Calvo Doctrine

Calvo Doctrine

The Calvo Doctrine, a body of international law that regulates the government’s jurisdiction over foreigners and the scope of their protection by their spouses, as well as the use of force in the recovery of compensation. Calvary doctrine proposes a ban on diplomatic protection or (armed) intervention before the end of local resources. Under this doctrine, an investor has no choice but to use local courts in his own country. The doctrine denies foreign investors the right to apply for assistance in their own countries as it may violate the territorial sovereignty and judicial independence of the host countries. Under this doctrine, an investor has to use the local court instead of the court of their own country. The Calvary doctrine as policy-making is an expression of legal nationalism. The policy has been applied in Latin America and other parts of the world, according to Carlos Calvo, an Argentine judge.

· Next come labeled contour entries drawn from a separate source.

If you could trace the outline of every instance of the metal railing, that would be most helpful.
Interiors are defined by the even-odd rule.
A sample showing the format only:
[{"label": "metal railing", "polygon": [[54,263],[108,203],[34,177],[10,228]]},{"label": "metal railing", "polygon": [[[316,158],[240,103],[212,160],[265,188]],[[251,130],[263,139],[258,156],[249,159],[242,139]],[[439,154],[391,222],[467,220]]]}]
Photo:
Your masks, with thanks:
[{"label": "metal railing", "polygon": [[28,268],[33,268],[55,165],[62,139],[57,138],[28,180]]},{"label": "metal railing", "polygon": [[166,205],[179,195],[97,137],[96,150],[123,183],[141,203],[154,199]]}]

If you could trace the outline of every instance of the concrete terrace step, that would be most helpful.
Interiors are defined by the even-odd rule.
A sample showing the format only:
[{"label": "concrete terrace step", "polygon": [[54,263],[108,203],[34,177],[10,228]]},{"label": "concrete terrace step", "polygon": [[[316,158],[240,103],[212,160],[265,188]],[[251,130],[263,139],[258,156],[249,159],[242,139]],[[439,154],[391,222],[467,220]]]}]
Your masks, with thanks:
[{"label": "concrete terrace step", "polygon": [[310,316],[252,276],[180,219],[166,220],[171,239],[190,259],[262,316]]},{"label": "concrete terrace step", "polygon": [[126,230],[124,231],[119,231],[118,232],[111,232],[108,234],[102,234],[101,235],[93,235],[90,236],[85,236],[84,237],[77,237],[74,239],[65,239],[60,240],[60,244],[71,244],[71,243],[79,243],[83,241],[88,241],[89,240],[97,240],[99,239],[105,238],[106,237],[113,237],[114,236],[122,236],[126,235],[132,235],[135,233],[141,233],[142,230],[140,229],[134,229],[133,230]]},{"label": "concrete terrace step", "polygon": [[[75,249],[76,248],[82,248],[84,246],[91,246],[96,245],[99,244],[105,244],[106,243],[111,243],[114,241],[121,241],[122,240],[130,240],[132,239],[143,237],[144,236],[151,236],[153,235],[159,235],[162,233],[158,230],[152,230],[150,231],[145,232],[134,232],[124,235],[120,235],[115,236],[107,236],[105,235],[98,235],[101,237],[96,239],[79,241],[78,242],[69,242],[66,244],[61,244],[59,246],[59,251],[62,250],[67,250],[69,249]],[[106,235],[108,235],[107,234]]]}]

This doctrine was developed by Argentine diplomat and legal scholar Carlos Calvo in accordance with his theory and practice (1868) of international law in Europe and America. It affirms that the rules of control of jurisdiction under aliens in a country and the collection of compensation should apply equally to all nations, regardless of size. This doctrine was based on two basic principles: equality of rights for foreign and domestic investors and the sovereignty of Latin American states. This doctrine was first published in 1868 in Calvor Derecho Internacional Terrico y Practico de Europa y America (International Law: Theory and Practice of Europe and America), published in Paris. The Calvary clause of an agreement between the government of a Latin American state and an alien state stipulates that the next state unconditionally agrees to any dispute between the parties to the agreement.

With the establishment of nationalist people’s governments in Latin America in the 1930s and 1940s, Calvary’s doctrine was incorporated into many political structures and civil codes. Calvo justified his doctrine to prevent the abuse of the powers of the weaker countries by the more powerful ones. Since then it has been annexed as part of several Latin American constitutions, as well as many more treaties, laws, and treaties. Although the United States opposed European intervention in the United States, it was frequently used as a right to intervene with the armed forces in any Latin-American state where U.S. interests seemed to be at stake. The Drago doctrine is a narrow application of Calvary’s broad principle.